After the XML Reader has read the XML Declaration, it will change its encoder to the one specified, thus allowing it to correctly interpret the rest of the data in the file.
As you can see the file starts with 0xFF 0xFE, this indicates its a UTF-16 file (Little Endian). So the rest of the file can be decoded accordingly .
The XML Declaration attribute encoding="utf-16" is technically redundant as this data is included in the BOM.
As you can see the file starts with 0xEF 0xBB 0xBF, this indicates its a UTF-8 file. So the rest of the file can be decoded accordingly.

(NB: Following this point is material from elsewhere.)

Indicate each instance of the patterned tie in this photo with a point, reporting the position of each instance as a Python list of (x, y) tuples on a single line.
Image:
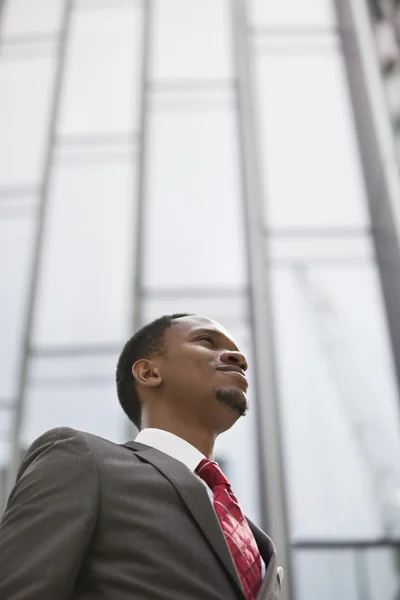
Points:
[(239, 537)]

If the file contains a UTF-8 BOM then the XML Declaration attribute encoding="utf-8" is technically redundant. However the BOM is not always present, in these cases the encoding attribute is required.
As you can see the file contains no BOM. So the start of the file is decoded using the default code page.
When the XML Declaration attribute encoding="windows-1252" is read the code page mapping 1252 is loaded and used to decode the rest of the document.
When you have an XML data contained within a string, when the string is serialized care must be taken to encode the data in a way that matches the encoding attribute.
string txt = "<?xml version='1.0' encoding='utf-8'?><MyElm>Complex Chars </MyElm>"; File.WriteAllText("myfilename.xml", txt, Encoding.Unicode);
The following would result in the file being written as UNICODE, but the data indicating its encoded using UTF-8.
UTF-16 is actually a variable length encoding (in exactly the same way UTF-8 is). Most programming libraries will include the ability to decode this stream correctly (i.e. java, .net). However its not uncommon to see it treated as a fixed 2 bytes per character encoding (which is technically wrong).